Re: [PATCH -mm 1/3] sysv ipc: increase msgmnb default value wrt. the number of cpus

Previous thread: [PATCH -mm 0/3] sysv ipc: increase msgmnb with the number of cpus by Solofo.Ramangalahy on Tuesday, June 24, 2008 - 2:34 am. (4 messages)

Next thread: [PATCH -mm 2/3] sysv ipc: recompute msgmnb (and msgmni) on cpu hotplug addition and removal by Solofo.Ramangalahy on Tuesday, June 24, 2008 - 2:34 am. (1 message)
From: Solofo.Ramangalahy
Date: Tuesday, June 24, 2008 - 2:34 am

From: Solofo Ramangalahy <Solofo.Ramangalahy@bull.net>

Initialize msgmnb value to
min(MSGMNB * num_online_cpus(), MSGMNB * MSG_CPU_SCALE)
to increase the default value for larger machines.

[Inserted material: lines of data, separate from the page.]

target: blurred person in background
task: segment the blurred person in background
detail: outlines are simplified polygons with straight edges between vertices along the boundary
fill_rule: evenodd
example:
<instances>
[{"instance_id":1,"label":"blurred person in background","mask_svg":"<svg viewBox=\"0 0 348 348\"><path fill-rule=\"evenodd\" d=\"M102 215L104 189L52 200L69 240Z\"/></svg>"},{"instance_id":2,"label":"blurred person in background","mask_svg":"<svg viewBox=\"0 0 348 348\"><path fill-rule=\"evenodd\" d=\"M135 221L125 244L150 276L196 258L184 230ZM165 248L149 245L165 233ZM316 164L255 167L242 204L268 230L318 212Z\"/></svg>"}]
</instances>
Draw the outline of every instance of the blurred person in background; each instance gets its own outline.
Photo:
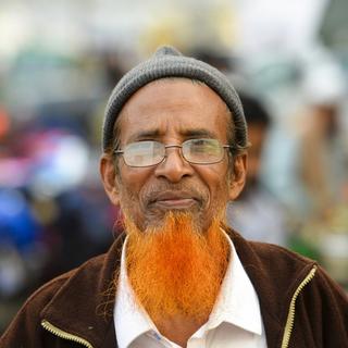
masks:
<instances>
[{"instance_id":1,"label":"blurred person in background","mask_svg":"<svg viewBox=\"0 0 348 348\"><path fill-rule=\"evenodd\" d=\"M348 300L322 268L226 225L248 144L211 65L163 47L125 74L100 161L125 233L35 293L0 347L344 347Z\"/></svg>"},{"instance_id":2,"label":"blurred person in background","mask_svg":"<svg viewBox=\"0 0 348 348\"><path fill-rule=\"evenodd\" d=\"M240 196L227 208L227 222L243 231L247 239L285 246L288 232L285 207L266 188L261 178L263 149L272 127L272 119L256 97L239 92L248 123L247 182Z\"/></svg>"}]
</instances>

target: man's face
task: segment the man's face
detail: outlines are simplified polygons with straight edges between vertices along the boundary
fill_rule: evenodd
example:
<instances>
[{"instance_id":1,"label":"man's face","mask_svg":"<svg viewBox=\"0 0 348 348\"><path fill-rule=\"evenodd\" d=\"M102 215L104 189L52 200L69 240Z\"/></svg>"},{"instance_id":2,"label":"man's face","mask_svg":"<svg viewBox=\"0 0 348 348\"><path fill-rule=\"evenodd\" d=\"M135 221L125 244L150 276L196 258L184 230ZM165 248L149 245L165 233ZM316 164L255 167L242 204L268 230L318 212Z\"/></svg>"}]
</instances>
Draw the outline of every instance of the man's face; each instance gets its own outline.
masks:
<instances>
[{"instance_id":1,"label":"man's face","mask_svg":"<svg viewBox=\"0 0 348 348\"><path fill-rule=\"evenodd\" d=\"M163 79L139 89L120 114L120 148L134 141L156 140L181 145L192 138L213 138L227 144L228 117L225 103L209 87L188 79ZM190 164L179 149L166 149L166 158L149 167L130 167L120 157L101 160L109 197L140 228L158 226L170 211L189 212L207 229L235 199L245 181L245 158L214 164ZM112 172L111 166L117 165ZM111 173L111 174L110 174ZM114 183L112 177L114 175Z\"/></svg>"}]
</instances>

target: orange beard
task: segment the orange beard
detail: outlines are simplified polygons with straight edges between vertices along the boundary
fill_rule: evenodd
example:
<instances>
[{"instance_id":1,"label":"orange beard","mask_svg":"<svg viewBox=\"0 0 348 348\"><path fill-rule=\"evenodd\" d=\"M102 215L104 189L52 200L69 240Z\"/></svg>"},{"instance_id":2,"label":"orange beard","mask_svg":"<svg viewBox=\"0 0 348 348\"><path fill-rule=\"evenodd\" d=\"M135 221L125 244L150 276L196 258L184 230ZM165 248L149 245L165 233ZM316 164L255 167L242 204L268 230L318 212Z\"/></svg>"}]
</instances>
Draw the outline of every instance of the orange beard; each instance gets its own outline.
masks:
<instances>
[{"instance_id":1,"label":"orange beard","mask_svg":"<svg viewBox=\"0 0 348 348\"><path fill-rule=\"evenodd\" d=\"M127 219L125 226L128 279L152 321L207 321L228 263L220 222L202 233L189 214L170 212L162 227L141 232Z\"/></svg>"}]
</instances>

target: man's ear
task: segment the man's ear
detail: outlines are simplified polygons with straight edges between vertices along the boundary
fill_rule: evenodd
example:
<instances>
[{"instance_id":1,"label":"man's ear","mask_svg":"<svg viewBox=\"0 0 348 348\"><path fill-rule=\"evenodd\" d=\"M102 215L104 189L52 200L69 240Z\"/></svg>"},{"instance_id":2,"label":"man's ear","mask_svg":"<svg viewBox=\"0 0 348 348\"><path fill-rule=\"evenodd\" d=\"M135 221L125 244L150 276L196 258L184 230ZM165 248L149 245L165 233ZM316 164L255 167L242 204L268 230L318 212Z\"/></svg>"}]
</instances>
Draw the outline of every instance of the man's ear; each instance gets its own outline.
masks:
<instances>
[{"instance_id":1,"label":"man's ear","mask_svg":"<svg viewBox=\"0 0 348 348\"><path fill-rule=\"evenodd\" d=\"M247 153L238 154L234 158L233 173L229 182L229 200L235 200L246 184L248 169L247 161Z\"/></svg>"},{"instance_id":2,"label":"man's ear","mask_svg":"<svg viewBox=\"0 0 348 348\"><path fill-rule=\"evenodd\" d=\"M104 190L115 206L120 204L119 182L115 163L110 154L103 153L100 158L99 171Z\"/></svg>"}]
</instances>

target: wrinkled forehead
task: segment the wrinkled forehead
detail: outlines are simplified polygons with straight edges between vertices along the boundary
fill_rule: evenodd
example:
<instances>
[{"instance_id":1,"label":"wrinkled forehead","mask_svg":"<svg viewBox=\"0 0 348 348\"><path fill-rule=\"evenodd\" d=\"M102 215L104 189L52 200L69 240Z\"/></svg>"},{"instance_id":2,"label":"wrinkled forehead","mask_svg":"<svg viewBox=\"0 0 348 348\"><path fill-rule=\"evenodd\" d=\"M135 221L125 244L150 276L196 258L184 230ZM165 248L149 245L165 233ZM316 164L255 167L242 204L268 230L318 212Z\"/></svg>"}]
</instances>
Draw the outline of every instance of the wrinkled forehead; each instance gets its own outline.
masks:
<instances>
[{"instance_id":1,"label":"wrinkled forehead","mask_svg":"<svg viewBox=\"0 0 348 348\"><path fill-rule=\"evenodd\" d=\"M228 119L226 103L206 84L175 77L140 88L125 103L115 126L122 138L139 133L163 136L170 130L183 137L201 133L219 138L226 133Z\"/></svg>"}]
</instances>

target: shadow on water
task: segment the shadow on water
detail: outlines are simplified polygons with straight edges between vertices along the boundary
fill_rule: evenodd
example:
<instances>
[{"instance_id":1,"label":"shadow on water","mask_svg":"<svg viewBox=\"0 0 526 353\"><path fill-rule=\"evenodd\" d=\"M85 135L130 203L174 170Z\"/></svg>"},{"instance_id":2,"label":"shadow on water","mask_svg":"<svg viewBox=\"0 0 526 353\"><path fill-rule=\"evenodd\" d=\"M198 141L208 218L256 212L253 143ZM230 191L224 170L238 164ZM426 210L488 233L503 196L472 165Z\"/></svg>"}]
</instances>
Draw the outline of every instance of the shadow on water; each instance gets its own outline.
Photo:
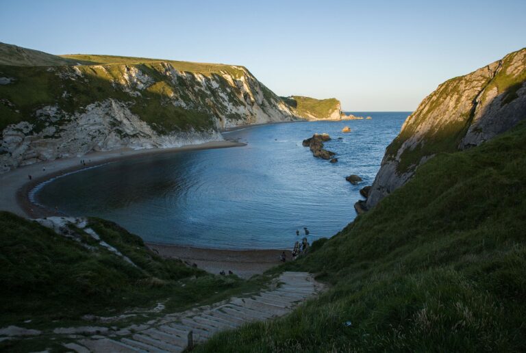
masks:
<instances>
[{"instance_id":1,"label":"shadow on water","mask_svg":"<svg viewBox=\"0 0 526 353\"><path fill-rule=\"evenodd\" d=\"M58 179L38 200L66 214L116 222L146 241L219 248L290 248L352 221L359 190L374 180L386 146L408 113L368 113L372 120L249 127L225 134L243 147L143 156ZM349 126L350 133L341 132ZM327 132L339 161L301 145ZM338 138L341 138L339 140ZM358 174L352 185L345 176ZM302 233L303 234L303 233ZM301 237L299 237L301 238Z\"/></svg>"}]
</instances>

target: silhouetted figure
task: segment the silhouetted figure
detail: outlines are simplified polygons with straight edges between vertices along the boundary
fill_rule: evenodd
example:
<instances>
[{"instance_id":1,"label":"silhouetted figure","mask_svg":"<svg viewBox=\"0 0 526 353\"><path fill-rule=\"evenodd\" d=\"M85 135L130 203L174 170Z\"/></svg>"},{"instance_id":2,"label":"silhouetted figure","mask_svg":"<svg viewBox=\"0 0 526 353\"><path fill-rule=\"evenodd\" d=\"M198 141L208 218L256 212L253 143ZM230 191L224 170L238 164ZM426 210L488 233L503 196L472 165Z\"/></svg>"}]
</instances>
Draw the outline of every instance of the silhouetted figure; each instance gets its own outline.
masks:
<instances>
[{"instance_id":1,"label":"silhouetted figure","mask_svg":"<svg viewBox=\"0 0 526 353\"><path fill-rule=\"evenodd\" d=\"M309 243L307 241L307 238L301 239L301 253L306 254L309 251Z\"/></svg>"},{"instance_id":2,"label":"silhouetted figure","mask_svg":"<svg viewBox=\"0 0 526 353\"><path fill-rule=\"evenodd\" d=\"M295 260L296 258L299 255L300 249L299 249L299 241L296 241L294 244L294 249L292 250L292 260Z\"/></svg>"}]
</instances>

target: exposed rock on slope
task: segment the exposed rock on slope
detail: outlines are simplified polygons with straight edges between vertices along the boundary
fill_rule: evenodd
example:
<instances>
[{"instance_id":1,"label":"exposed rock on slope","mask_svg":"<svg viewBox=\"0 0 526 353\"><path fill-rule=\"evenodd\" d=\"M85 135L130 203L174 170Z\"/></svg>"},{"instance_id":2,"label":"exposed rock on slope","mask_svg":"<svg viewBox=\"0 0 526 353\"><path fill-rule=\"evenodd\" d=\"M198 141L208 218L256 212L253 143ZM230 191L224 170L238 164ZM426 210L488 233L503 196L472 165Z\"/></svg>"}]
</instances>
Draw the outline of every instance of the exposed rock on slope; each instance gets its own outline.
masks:
<instances>
[{"instance_id":1,"label":"exposed rock on slope","mask_svg":"<svg viewBox=\"0 0 526 353\"><path fill-rule=\"evenodd\" d=\"M526 49L442 83L389 145L373 183L371 208L436 153L477 146L526 118Z\"/></svg>"},{"instance_id":2,"label":"exposed rock on slope","mask_svg":"<svg viewBox=\"0 0 526 353\"><path fill-rule=\"evenodd\" d=\"M0 44L0 54L6 45ZM295 118L242 66L67 58L87 60L98 64L0 65L0 77L5 79L0 85L0 172L92 151L220 140L223 128Z\"/></svg>"},{"instance_id":3,"label":"exposed rock on slope","mask_svg":"<svg viewBox=\"0 0 526 353\"><path fill-rule=\"evenodd\" d=\"M323 142L330 140L331 138L327 133L314 133L312 138L303 140L303 145L310 148L312 155L314 157L323 159L330 159L336 153L323 148ZM336 158L333 158L333 159L336 159L336 161L331 161L331 163L338 161Z\"/></svg>"},{"instance_id":4,"label":"exposed rock on slope","mask_svg":"<svg viewBox=\"0 0 526 353\"><path fill-rule=\"evenodd\" d=\"M294 114L309 120L339 120L342 114L340 101L334 98L316 99L301 96L281 97Z\"/></svg>"}]
</instances>

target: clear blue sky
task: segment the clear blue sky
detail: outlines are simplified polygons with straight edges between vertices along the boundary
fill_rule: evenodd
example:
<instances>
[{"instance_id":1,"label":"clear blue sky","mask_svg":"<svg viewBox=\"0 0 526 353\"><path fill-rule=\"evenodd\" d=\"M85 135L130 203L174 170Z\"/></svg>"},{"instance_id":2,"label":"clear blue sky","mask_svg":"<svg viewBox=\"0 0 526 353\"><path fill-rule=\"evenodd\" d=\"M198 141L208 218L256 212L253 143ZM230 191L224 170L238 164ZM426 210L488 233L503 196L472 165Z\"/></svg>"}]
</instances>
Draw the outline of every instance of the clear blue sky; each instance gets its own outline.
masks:
<instances>
[{"instance_id":1,"label":"clear blue sky","mask_svg":"<svg viewBox=\"0 0 526 353\"><path fill-rule=\"evenodd\" d=\"M53 54L241 64L279 95L411 111L526 47L526 1L1 0L0 41Z\"/></svg>"}]
</instances>

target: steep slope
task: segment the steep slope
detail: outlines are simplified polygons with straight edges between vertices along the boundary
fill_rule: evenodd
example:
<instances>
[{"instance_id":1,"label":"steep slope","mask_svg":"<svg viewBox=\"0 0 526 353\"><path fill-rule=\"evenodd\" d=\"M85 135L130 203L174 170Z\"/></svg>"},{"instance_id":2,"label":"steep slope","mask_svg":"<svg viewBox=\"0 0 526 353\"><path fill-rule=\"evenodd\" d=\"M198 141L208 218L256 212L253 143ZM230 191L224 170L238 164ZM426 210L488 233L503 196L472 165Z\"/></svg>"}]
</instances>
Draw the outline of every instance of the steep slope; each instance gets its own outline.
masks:
<instances>
[{"instance_id":1,"label":"steep slope","mask_svg":"<svg viewBox=\"0 0 526 353\"><path fill-rule=\"evenodd\" d=\"M0 65L16 65L19 66L51 66L55 65L76 65L87 63L48 54L38 50L22 48L16 45L0 42Z\"/></svg>"},{"instance_id":2,"label":"steep slope","mask_svg":"<svg viewBox=\"0 0 526 353\"><path fill-rule=\"evenodd\" d=\"M242 66L71 57L102 64L0 65L0 172L92 151L218 140L221 129L295 118Z\"/></svg>"},{"instance_id":3,"label":"steep slope","mask_svg":"<svg viewBox=\"0 0 526 353\"><path fill-rule=\"evenodd\" d=\"M279 270L334 287L197 352L523 352L526 124L440 153Z\"/></svg>"},{"instance_id":4,"label":"steep slope","mask_svg":"<svg viewBox=\"0 0 526 353\"><path fill-rule=\"evenodd\" d=\"M478 146L526 118L526 49L426 97L389 145L366 202L375 206L436 153Z\"/></svg>"},{"instance_id":5,"label":"steep slope","mask_svg":"<svg viewBox=\"0 0 526 353\"><path fill-rule=\"evenodd\" d=\"M37 221L0 211L0 327L118 315L133 306L155 307L160 300L174 310L259 285L161 258L111 222Z\"/></svg>"},{"instance_id":6,"label":"steep slope","mask_svg":"<svg viewBox=\"0 0 526 353\"><path fill-rule=\"evenodd\" d=\"M301 96L281 97L295 115L310 120L336 120L342 118L340 101L335 98L316 99Z\"/></svg>"}]
</instances>

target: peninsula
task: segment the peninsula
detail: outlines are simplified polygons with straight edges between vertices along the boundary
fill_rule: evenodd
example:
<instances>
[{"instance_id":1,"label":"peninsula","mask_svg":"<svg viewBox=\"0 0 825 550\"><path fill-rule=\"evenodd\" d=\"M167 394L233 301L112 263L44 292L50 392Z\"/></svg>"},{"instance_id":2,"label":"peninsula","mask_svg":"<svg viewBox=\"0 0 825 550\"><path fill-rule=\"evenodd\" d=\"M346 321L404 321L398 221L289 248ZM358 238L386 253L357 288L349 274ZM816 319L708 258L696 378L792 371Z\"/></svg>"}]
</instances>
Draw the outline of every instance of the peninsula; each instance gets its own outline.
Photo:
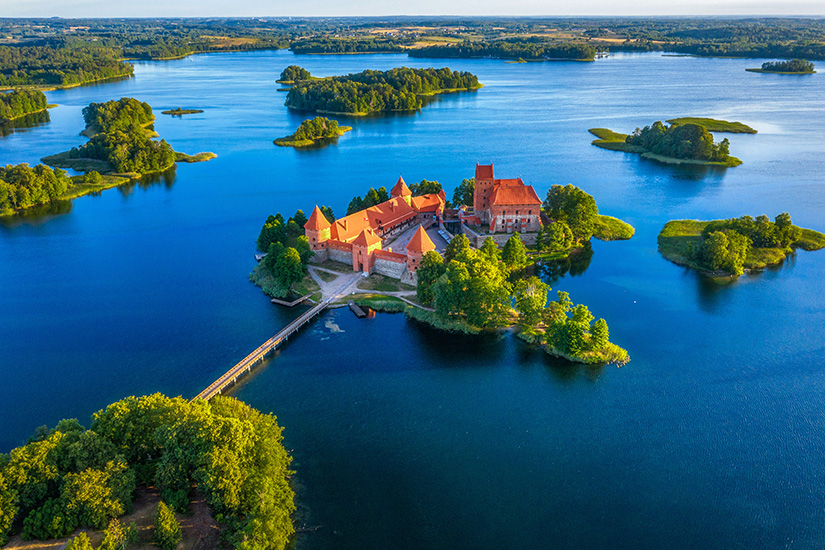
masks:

MSG_CPU_SCALE scaling factor is defined to be 4, as 16384 x 4 = 65536
is an already used and recommended value.

The msgmni value is made dependant of msgmnb to keep the memory
dedicated to message queues within the 1/MSG_MEM_SCALE of lowmem
bound.

Unlike msgmni, the value is not scaled (down) with respect to the
number of ipc namespaces for simplicity.

To disable recomputation when user explicitely set a value,
we reuse the callback defined for msgmni.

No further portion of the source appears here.